I have my doubts that First Aid Kit really are the Swedish starlets they claim to be.

First that sound of pining pedal steel was American Midwest, their songs filled with far too much regret, bitterness and loss for performers so young.

And they were not the humourless, reserved Swedes of lazy stereotype – they were crack-you-up funny with their unaffected in-between song banter reflecting their love of performance and comfort on stage.

And with those golden, harmonious vocals they possess, why shouldn’t the Soderberg sisters revel in their performance?

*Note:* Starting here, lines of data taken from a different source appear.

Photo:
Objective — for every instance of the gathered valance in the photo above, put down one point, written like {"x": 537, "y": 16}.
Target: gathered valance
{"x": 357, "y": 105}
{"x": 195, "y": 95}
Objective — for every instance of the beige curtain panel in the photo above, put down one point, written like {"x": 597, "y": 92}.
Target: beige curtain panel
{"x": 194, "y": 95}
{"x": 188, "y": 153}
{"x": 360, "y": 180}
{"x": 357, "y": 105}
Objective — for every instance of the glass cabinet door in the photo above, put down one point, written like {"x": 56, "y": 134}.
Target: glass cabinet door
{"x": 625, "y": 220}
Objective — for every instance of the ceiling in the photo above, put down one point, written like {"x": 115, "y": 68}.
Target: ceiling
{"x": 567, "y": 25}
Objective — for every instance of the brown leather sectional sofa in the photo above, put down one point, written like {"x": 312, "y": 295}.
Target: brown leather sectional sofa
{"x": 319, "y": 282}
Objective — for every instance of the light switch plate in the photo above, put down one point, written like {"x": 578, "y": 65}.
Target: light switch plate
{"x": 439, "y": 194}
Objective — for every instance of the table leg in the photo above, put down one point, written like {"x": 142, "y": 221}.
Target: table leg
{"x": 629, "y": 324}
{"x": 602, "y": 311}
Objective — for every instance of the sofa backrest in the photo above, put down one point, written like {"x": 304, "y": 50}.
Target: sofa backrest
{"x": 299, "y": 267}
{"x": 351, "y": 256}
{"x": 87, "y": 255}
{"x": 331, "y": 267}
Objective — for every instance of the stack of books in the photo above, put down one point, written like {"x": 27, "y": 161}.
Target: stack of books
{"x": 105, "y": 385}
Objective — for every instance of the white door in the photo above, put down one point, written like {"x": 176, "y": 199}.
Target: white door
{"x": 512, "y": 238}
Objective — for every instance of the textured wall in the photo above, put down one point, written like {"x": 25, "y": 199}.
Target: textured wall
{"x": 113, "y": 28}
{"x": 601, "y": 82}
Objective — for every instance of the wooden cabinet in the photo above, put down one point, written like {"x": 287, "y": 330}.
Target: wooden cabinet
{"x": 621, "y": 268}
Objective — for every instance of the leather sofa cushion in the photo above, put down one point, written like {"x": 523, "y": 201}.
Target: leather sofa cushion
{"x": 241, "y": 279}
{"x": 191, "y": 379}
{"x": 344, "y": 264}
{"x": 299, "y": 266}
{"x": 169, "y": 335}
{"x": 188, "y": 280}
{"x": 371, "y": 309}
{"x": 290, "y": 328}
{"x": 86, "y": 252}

At Saturday’s gig I counted four goosebump, lump-in-the-throat moments that the siblings induced – during the desperately sad Blue, This Old Routine’s chronicle of a relationship gone stale and during slightly cheesy but heartening closer Emmylou.

Most notably the chills ran up and down the spine during an incredible no-microphone performance of Ghost Town which turned the night towards a 1960s peacenik Love-In.

Stripped down was where they excelled, especially when the heavy reverb drums occasionally reached Phil Collins’ proportions on Stay Gold, although the more upbeat King Of The World and Heaven Knows were welcome shifts in tempo.

Hat tips were doffed to mentor Jack White and similarly intertwined harmonisers Simon And Garfunkel by way of covers as well as a joyous, seemingly spontaneous, a cappella rendition of Abba’s Waterloo.

How could anyone doubt their Swedishness?